Renata Silveira revela dificuldade em jogo da Copa que substituiu Luís Roberto na Globo
Em entrevista ao blog ‘Splash Vê TV’, do UOL, a narradora Renata Silveira contou como foi a experiência de narrar uma Copa do Mundo em TV aberta na Globo
A Copa do Mundo 2022 foi recheada de novidades quanto à transmissão da competição em solo brasileiro. Desde o fenômeno da ‘CazéTV’ no Youtube e na Twitch, até o pioneirismo de Renata Silveira, em ser a primeira mulher a narrar a Copa em TV aberta na Globo. E foi sobre exatamente isso, que ela falou em entrevista ao blog ‘Splash Vê TV’ do UOL.
Renata abordou diversos assuntos, desde o preconceito que sofreu em redes sociais, passando por detalhes do dia-a-dia das narrações na Copa do Mundo. Mas um episódio em específico, acabou chamando a atenção. Ainda na 1ª rodada da fase de grupos, Luís Roberto sofreu com uma sinusite, e acabou deixando de narrar alguns jogos que estava escalado. Pois foi justamente Renata Silveira que foi remanejada para comandar essas partidas na Globo.
A partida em questão foi Alemanha x Japão, e a narradora revelou qual foi a grande dificuldade nessa ‘escala surpresa’.
“Esse jogo não era para eu fazer, era do Luís Roberto.

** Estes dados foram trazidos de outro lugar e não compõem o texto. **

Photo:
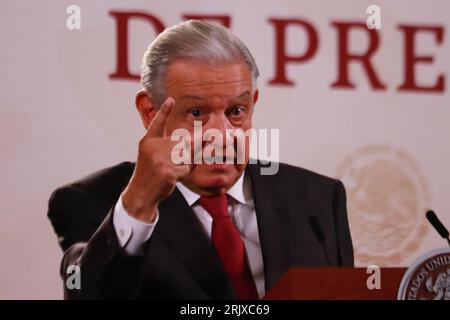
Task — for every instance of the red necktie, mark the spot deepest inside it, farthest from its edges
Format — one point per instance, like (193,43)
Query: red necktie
(230,247)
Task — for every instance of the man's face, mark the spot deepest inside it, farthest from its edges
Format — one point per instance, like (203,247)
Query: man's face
(222,97)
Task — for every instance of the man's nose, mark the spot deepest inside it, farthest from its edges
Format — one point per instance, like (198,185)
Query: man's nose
(221,123)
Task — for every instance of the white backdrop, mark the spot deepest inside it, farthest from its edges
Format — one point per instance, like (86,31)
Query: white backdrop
(62,117)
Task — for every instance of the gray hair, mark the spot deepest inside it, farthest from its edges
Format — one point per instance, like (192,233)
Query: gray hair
(195,40)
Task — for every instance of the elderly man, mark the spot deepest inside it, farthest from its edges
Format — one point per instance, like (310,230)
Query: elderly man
(161,230)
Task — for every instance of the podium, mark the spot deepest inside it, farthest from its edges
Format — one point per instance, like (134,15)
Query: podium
(335,284)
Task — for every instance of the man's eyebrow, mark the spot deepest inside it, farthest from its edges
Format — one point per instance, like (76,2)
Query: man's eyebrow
(244,95)
(189,96)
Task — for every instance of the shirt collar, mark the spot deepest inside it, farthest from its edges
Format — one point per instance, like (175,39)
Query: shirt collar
(240,191)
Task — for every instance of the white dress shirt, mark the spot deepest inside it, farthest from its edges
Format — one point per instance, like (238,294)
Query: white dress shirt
(133,233)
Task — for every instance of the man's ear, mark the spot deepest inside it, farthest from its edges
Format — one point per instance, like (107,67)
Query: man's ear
(145,107)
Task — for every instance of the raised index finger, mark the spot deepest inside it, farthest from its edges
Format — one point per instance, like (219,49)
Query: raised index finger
(158,125)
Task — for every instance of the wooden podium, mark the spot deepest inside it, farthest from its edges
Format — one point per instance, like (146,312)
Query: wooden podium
(335,283)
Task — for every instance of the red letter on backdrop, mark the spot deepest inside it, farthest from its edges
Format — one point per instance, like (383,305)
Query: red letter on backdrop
(345,57)
(224,20)
(282,58)
(411,59)
(122,19)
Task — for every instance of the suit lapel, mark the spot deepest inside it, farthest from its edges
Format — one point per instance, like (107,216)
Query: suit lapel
(180,230)
(272,218)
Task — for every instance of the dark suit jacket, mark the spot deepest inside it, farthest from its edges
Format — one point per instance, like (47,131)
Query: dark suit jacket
(180,261)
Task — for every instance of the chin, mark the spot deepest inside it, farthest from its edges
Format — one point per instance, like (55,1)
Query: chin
(217,178)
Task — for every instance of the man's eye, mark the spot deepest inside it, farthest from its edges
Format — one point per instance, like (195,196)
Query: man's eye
(195,112)
(237,111)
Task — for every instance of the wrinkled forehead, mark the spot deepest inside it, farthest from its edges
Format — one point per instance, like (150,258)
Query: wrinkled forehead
(202,79)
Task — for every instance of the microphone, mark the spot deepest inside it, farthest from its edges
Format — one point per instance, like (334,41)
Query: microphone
(320,236)
(437,224)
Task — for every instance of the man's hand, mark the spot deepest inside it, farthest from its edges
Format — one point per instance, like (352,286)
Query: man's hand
(155,174)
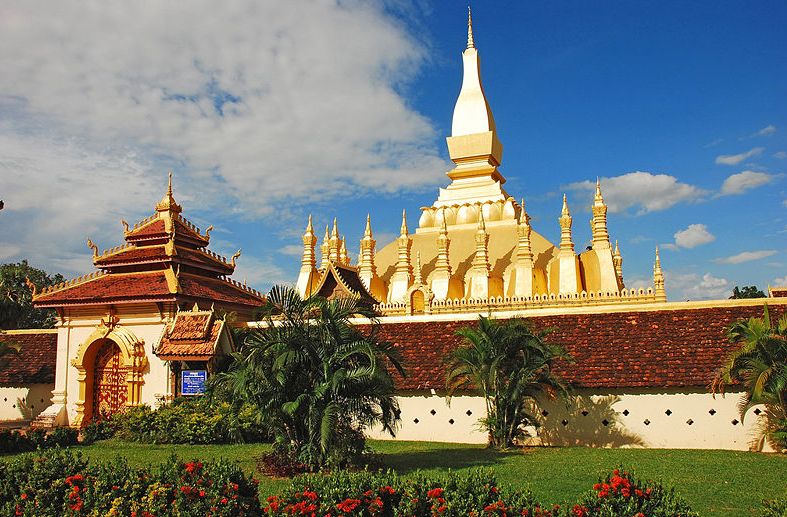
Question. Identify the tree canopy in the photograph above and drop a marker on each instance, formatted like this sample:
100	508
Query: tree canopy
16	305
747	291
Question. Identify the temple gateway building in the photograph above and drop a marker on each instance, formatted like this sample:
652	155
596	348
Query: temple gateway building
148	324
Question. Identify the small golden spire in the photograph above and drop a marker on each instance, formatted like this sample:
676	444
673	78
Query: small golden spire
167	203
403	229
470	42
367	233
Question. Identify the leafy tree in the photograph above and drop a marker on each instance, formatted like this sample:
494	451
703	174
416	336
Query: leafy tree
316	379
759	366
16	306
512	367
6	350
748	291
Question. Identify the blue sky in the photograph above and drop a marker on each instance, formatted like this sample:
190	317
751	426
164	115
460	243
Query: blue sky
269	111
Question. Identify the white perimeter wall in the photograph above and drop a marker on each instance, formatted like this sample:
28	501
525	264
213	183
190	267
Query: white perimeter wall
696	420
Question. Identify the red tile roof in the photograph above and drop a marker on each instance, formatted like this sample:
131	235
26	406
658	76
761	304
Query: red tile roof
132	255
218	290
193	335
35	364
660	349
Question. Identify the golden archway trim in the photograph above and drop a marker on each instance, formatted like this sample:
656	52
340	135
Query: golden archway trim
132	351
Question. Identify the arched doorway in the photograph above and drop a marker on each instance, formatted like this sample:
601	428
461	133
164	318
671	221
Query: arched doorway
110	388
110	366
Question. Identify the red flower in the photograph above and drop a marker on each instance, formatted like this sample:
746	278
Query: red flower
435	493
348	505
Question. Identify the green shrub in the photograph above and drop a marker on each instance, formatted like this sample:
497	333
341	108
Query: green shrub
60	482
775	507
387	494
620	493
97	430
189	420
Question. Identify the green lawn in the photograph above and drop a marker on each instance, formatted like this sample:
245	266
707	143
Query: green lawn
713	482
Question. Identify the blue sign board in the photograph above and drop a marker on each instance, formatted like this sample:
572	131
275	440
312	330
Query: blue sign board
193	382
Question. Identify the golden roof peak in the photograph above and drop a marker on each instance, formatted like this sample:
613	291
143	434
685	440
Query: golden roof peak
168	203
470	42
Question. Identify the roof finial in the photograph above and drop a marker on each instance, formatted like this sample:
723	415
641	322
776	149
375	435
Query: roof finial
470	42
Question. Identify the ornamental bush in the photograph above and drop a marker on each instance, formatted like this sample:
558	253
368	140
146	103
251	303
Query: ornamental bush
621	494
61	482
190	420
475	493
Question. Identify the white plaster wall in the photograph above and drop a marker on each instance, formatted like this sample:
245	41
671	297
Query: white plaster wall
144	322
582	422
418	423
24	403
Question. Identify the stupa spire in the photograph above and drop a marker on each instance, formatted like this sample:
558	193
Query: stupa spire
599	222
402	278
167	203
658	279
325	249
566	243
470	42
308	274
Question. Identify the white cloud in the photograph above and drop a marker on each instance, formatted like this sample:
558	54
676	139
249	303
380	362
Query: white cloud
766	131
262	102
746	256
645	191
690	286
294	250
743	181
735	159
693	236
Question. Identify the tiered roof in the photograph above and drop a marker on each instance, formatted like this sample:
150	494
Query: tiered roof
193	336
164	258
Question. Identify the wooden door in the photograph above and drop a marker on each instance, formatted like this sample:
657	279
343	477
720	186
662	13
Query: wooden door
110	389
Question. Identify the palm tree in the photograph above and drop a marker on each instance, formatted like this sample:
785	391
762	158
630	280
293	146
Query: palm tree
759	365
512	367
6	350
316	379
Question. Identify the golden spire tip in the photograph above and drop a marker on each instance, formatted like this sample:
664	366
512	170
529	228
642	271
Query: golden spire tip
470	42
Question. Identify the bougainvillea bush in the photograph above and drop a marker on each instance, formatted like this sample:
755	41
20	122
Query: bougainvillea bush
63	483
622	494
473	494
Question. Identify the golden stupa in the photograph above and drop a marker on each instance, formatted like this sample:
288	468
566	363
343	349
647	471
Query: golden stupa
474	248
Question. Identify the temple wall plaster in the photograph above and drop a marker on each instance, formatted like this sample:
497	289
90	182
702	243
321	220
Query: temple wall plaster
715	422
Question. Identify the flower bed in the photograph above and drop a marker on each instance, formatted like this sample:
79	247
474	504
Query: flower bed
477	494
61	482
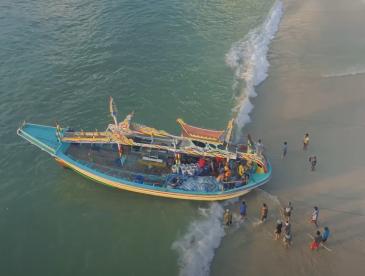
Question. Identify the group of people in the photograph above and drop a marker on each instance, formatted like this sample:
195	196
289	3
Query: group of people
283	229
312	159
234	173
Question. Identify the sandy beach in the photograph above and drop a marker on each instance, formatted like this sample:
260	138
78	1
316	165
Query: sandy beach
316	85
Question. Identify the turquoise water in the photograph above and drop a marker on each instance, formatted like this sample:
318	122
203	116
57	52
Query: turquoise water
60	61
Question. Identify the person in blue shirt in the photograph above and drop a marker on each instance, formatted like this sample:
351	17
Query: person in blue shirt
243	209
325	234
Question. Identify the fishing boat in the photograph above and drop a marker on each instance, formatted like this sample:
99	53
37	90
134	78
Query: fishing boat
199	164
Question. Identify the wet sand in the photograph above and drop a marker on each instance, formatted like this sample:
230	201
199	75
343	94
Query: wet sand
316	84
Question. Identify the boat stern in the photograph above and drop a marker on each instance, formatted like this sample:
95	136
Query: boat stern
41	136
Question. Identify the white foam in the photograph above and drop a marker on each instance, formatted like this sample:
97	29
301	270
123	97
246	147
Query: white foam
248	60
196	247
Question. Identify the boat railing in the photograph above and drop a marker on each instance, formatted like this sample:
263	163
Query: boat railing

Ele teve uma sinusite, eu tive que narrar e tive poucas horas para estudar sobre as seleções. A Alemanha eu já conhecia praticamente todos os jogadores porque eu narrei muito futebol alemão quando eu era da Fox. O Japão eu sempre tive muito medo e esse medo caiu na Copa“, contou a narradora do Globo, revelando na sequência como fez para superar essa possível adversidade.
“Eu percebi que a seleção do Japão é muito mais fácil, por exemplo, que a seleção do Irã. Eu achei a do Irã e da Arabia Saudita as mais difíceis das seleções que narrei em relação à pronúncia e identificar os jogadores. E aí na hora que a bola rola, a gente vai procurar um cabelo diferente, cor. Está tudo mundo de cabelo preto, mas tem um loiro aí já sabe que é aquele lá, e ai eu já vou nas minhas anotações. É um cara que tem uma tatuagem específica em algum lugar do corpo, é uma chuteira colorida, enfim. Primeiro tem essa diferencias físicas, que a gente tenta identificar pra ser uma coisa que vai ajudar durante a transmissão e quando é competição, FIFA é outro patamar. As imagens facilitam muito nosso trabalho”, finalizou.
“Por ser mulher, preciso estudar mais. Parece besteira, todos erram, mas se é homem, é engraçado, faz parte. Se é mulher, é burra, não tinha que estar ali. É complicado. A maioria que chama de ‘horrível’ nunca viu uma transmissão.”